An FDOT document says, “The clear zone is the relatively flat unobstructed area that is to be provided for safe use by errant vehicles.” The Federal Highway Administration explains, “The desired minimum width [of a clear zone] is dependent upon traffic volumes and speeds and on the roadside geometry.”
No trees will be replanted along U.S. 41 by the Ritz after the resurfacing project has been completed, Stublen pointed out.
Months ago, he said, FDOT employees met with representatives of the Ritz to explain the situation, and the hotel staff had no complaints.
Asked why FDOT had not asked for the removal of the trees at an earlier point, given that the palms were in the “clear zone,” Stublen replied, “Evidently, it wasn’t a problem until we needed to do the curb and gutter [work].” It could just have been a matter of extra inches needed for that undertaking, he said.
In an effort to learn how long the double rows of palms had flanked the sidewalk adjacent to U.S. 41, the News Leader contacted Tim Litchet, director of the Neighborhood and Development Services Department for the City of Sarasota. Litchet replied in an email: “To the best of my knowledge they were placed there when the Ritz Carlton hotel was constructed.”
The hotel opened in November 2001, News Leader research found.
During a Sept. 27 telephone interview, Lasche told the News Leader, “We can all understand the idea [of a clear zone].” However, he pointed out, through that area of downtown Sarasota, “speeds are slow,” and they will get slower after the city begins constructing its planned roundabouts.
FDOT also is looking into the potential of placing a roundabout at the nearby intersection of U.S. 41 and Gulfstream Avenue.
“I think that clear zone would not apply in future years,” Lasche added. “If [vehicles] are moving at 20-25 mph, it really doesn’t make a lot of sense.”
He believes that if city staff cared about the palms, it would have persuaded FDOT not to order their removal.
As he pointed out in his email to Barwin, he told the News Leader, “That was one of the best walkways in Sarasota,” with palms on both sides. Not only was there shade, he added, but the trees also created “that lush-type tropical look. … Now we’re just nibbling away at the dang thing.”

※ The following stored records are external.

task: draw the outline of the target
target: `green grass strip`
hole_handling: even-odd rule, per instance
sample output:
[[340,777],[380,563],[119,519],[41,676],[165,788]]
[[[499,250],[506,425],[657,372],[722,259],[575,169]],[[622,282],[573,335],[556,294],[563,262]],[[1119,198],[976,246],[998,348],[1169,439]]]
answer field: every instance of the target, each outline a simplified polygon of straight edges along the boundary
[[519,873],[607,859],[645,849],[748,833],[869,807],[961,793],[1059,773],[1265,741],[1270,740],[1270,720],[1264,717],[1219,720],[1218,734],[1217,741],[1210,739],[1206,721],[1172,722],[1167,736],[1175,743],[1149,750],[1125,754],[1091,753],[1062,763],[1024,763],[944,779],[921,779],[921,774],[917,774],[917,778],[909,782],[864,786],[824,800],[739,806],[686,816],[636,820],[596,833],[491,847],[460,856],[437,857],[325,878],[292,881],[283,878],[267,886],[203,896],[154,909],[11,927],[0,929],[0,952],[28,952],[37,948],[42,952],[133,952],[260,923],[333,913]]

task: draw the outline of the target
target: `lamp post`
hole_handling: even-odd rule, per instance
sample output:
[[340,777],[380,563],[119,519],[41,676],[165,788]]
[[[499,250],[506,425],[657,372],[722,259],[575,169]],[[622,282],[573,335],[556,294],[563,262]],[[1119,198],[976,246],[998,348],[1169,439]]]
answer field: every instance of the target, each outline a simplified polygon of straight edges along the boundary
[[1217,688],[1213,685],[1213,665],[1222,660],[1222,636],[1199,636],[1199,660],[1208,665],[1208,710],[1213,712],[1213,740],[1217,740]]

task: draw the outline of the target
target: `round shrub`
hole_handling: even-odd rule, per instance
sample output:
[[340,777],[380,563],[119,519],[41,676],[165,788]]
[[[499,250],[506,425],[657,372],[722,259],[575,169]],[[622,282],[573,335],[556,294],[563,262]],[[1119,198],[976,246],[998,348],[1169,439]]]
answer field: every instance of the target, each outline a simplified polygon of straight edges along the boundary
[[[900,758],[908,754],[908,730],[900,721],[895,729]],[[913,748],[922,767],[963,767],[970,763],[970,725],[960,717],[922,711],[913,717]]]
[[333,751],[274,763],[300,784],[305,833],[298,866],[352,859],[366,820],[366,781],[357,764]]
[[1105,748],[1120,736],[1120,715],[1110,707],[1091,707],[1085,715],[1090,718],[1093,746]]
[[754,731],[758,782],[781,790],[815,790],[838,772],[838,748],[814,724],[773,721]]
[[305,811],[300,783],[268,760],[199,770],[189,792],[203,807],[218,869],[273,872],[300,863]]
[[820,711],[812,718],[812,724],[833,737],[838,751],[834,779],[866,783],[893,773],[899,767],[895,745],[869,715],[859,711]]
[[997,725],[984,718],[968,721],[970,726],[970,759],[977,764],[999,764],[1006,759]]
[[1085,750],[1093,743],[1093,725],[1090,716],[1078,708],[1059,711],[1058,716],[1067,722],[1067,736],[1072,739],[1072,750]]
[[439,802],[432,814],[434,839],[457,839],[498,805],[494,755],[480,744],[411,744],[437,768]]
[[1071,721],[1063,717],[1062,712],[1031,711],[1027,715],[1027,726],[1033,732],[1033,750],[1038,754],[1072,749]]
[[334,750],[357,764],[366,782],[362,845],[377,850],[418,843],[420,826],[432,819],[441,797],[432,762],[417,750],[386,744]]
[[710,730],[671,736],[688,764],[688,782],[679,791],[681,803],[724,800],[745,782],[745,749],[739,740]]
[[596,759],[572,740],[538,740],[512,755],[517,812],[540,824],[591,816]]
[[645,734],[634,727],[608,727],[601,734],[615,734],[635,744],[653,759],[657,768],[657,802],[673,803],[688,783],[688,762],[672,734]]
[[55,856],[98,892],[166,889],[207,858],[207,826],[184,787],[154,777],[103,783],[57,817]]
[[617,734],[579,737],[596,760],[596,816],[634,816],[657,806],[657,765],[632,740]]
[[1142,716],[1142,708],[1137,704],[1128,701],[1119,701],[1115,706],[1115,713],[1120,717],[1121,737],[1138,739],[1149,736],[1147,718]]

Lasche talked of being able to walk from Marina Jack complex on the waterfront to the downtown retail area and then back over to the proposed 42-acre Cultural District on which the Bayfront 20:20 group is working with the City of Sarasota. Add a walk across the Ringling Bridge to Bird Key, he said, and the public would have much to appreciate. “This could have been part of a beautiful walkway,” he reiterated of the missing palms.